Astrolojik zamanlama ve üretim süreçleri: Sürdürülebilir bir sanayi politikası oluşturulurken, zamanlama kritik bir rol oynar. Astrolojik göstergeler, mevsimsel değişimlerin ötesine geçerek sosyal, psikolojik ve organizasyonel etkileri de dikkate alır. Güneş tutulmaları, Jüpiter’in belirli burçlardan geçişi veya dolunay döngüleri gibi olaylar, çalışan motivasyonu, tüketici davranışı ve pazar eğilimleri üzerinde etkili olabilir. Bu etkilerin istatistiksel olarak modellenmesi, yöneticilere daha esnek ve sezgisel bir strateji geliştirme olanağı sunar (Cornelius, 2003). Venüs retrosu gibi dönemlerin, tüketici alışkanlıklarını etkilediği savunulmakta, bu tür dönemlerde satış stratejilerinin dikkatle belirlenmesi gerektiği düşünülmektedir. Mars’ın konumları ise üretim kazaları, agresyon veya ekip içi çatışmalarla ilişkili dönemlere dair önleyici analizlerde kullanılabilir.

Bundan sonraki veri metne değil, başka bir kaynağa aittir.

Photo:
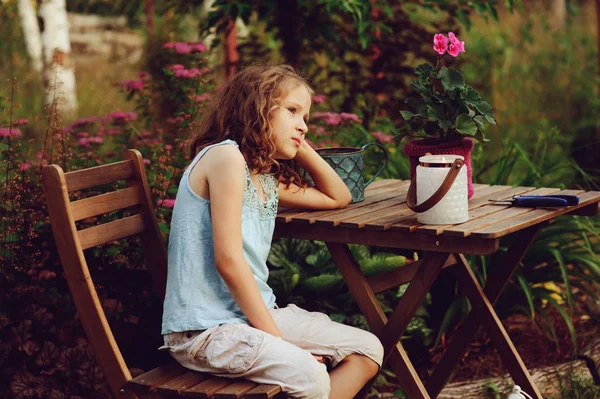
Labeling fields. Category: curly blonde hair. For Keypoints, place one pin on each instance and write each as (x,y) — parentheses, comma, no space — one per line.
(241,111)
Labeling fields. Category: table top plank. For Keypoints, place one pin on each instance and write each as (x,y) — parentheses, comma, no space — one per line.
(476,203)
(411,224)
(493,214)
(355,214)
(385,209)
(538,215)
(309,217)
(481,208)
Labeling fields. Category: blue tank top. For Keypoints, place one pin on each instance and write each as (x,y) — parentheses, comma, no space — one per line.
(196,296)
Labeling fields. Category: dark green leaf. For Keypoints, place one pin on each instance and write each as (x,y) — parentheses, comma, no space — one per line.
(465,125)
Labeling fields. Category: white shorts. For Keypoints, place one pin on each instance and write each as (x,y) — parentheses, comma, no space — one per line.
(239,350)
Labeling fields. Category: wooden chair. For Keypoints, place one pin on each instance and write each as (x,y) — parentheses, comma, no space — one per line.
(170,380)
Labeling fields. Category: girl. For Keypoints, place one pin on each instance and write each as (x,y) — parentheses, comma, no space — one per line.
(219,314)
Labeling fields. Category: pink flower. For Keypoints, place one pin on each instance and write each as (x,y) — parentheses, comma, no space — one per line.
(456,46)
(382,137)
(440,43)
(10,132)
(166,203)
(352,117)
(90,120)
(133,85)
(175,67)
(318,98)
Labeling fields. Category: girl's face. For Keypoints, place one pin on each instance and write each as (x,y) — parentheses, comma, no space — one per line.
(289,122)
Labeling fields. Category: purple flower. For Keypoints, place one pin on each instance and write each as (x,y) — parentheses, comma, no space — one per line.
(318,98)
(10,132)
(166,203)
(182,48)
(175,67)
(198,47)
(352,117)
(133,85)
(202,97)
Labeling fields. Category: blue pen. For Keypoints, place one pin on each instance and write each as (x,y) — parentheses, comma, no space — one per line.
(533,201)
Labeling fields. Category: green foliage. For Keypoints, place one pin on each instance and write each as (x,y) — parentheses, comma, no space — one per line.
(448,109)
(577,387)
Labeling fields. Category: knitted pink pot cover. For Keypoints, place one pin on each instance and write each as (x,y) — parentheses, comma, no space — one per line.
(417,148)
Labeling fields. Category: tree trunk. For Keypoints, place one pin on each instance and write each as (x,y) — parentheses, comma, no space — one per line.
(59,70)
(150,19)
(598,40)
(288,23)
(232,56)
(31,32)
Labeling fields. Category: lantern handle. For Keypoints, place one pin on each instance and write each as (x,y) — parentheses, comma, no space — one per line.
(441,192)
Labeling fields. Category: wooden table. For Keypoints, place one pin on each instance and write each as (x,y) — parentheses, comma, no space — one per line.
(383,219)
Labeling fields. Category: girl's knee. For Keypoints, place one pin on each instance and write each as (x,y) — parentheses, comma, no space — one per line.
(313,383)
(318,386)
(373,347)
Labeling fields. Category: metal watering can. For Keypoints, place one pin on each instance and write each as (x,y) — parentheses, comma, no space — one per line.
(349,164)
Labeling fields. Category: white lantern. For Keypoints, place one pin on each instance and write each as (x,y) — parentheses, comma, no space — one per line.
(454,206)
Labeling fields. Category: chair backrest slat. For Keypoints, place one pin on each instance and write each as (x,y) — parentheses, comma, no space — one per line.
(71,243)
(99,175)
(105,203)
(115,230)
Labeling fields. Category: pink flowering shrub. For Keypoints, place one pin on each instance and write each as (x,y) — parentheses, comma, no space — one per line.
(175,91)
(446,107)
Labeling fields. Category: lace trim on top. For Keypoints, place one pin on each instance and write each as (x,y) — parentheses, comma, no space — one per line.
(266,209)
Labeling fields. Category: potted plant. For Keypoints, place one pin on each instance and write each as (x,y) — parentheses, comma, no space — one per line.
(447,114)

İnsan kaynakları (İK) ve astrolojik uyum: Sanayi kuruluşlarında verimlilik kadar, İK’nın etkin kullanımı da sürdürülebilirliğin temelini oluşturur. Astrolojik haritalar, bireylerin karakteristik özelliklerini anlamaya yönelik bir araç olarak kullanılabilir. Uygulama etik sınırlar çerçevesinde ve kişisel onay doğrultusunda olmalıdır. Ekip dinamikleri, liderlik potansiyeli ve uyum düzeyleri, istatistiksel olarak analiz edilmiş astrolojik veriler ışığında daha etkili yönetilebilir. Astroloji, geleneksel olarak sezgisel ve sembolik bir sistem olsa da modern istatistiksel analiz yöntemleriyle birleştirildiğinde sanayi ve endüstride sürdürülebilirliğe farklı bir boyut kazandırabilir. Bu yaklaşım, teknolojik ilerlemeyle kadim bilgeliği bir araya getirerek, daha dengeli, zamanlaması güçlü ve insan merkezli bir üretim anlayışı oluşturulmasına katkı sağlar. Astrolojiyi sadece mistik bir disiplin değil, stratejik bir araç olarak görmek; sürdürülebilirliğe giden yolda yeni kapılar açabilir.